3. La demanderesse supporte les frais, fixés à 620 EUR.
MOTIFS
L’opposante a formé une opposition contre tous les produits et services de la demande de marque de l’Union européenne no 18 130 535 «Avici» (marque verbale).L’opposition est fondée, entre autres, sur l’enregistrement de la marque de l’Union européenne no 10 477 181 et sur l’enregistrement international désignant l’Union européenne no 1 109 248, tous deux pour la marque verbale «AVICII».L’opposante a invoqué l’article 8, paragraphe 1, point b), du RMUE et l’article 8, paragraphe 5, du RMUE.
Risque de confusion — article 8, paragraphe 1, point b), du RMUE
Constitue un risque de confusion le risque que le public puisse croire que les produits ou les services en cause, dans l’hypothèse où ils portent les marques en question, proviennent de la même entreprise ou, le cas échéant, d’entreprises liées économiquement.L’existence d’un risque de confusion dépend de l’appréciation, lors d’une évaluation globale, de plusieurs facteurs interdépendants.Ces facteurs incluent la similitude des signes, la similitude des produits et services, le caractère distinctif de la marque antérieure, les éléments distinctifs et dominants des signes en conflit et le public pertinent.

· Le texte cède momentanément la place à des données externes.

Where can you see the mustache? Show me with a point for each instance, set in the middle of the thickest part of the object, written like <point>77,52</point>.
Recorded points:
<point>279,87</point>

L’opposition est fondée sur plus d’une marque antérieure.La division d’opposition juge approprié d’examiner en premier lieu l’opposition par rapport à l’enregistrement de la marque de l’Union européenne no 10 477 181 de l’opposante et à l’enregistrement international désignant l’Union européenne no 1 109 248, «AVICII»;
Décision sur l’opposition no B 3 107 793Page du 2 7
A) Les produits et services
Les produits et services sur lesquels est fondée l’opposition sont:
(1)La marque de l’Union européenne no 10 477 181
Classe 9:Enregistrements sonores musicaux et enregistrements audiovisuels proposant de la musique et du divertissement;enregistrements sonores et enregistrements audiovisuels, contenant des films cinématographiques, des programmes télévisés, des spécialistes de la télévision, des vidéos musicales, des documentaires et des animations;lunettes de soleil;étuis pour lunettes de soleil, vendus vides;aimants décoratifs;étuis et couvertures pour téléphones portables;enseignes électriques;tapis de souris;étuis pour ordinateurs portables;étuis pour disques compacts, DVD ou disques de données.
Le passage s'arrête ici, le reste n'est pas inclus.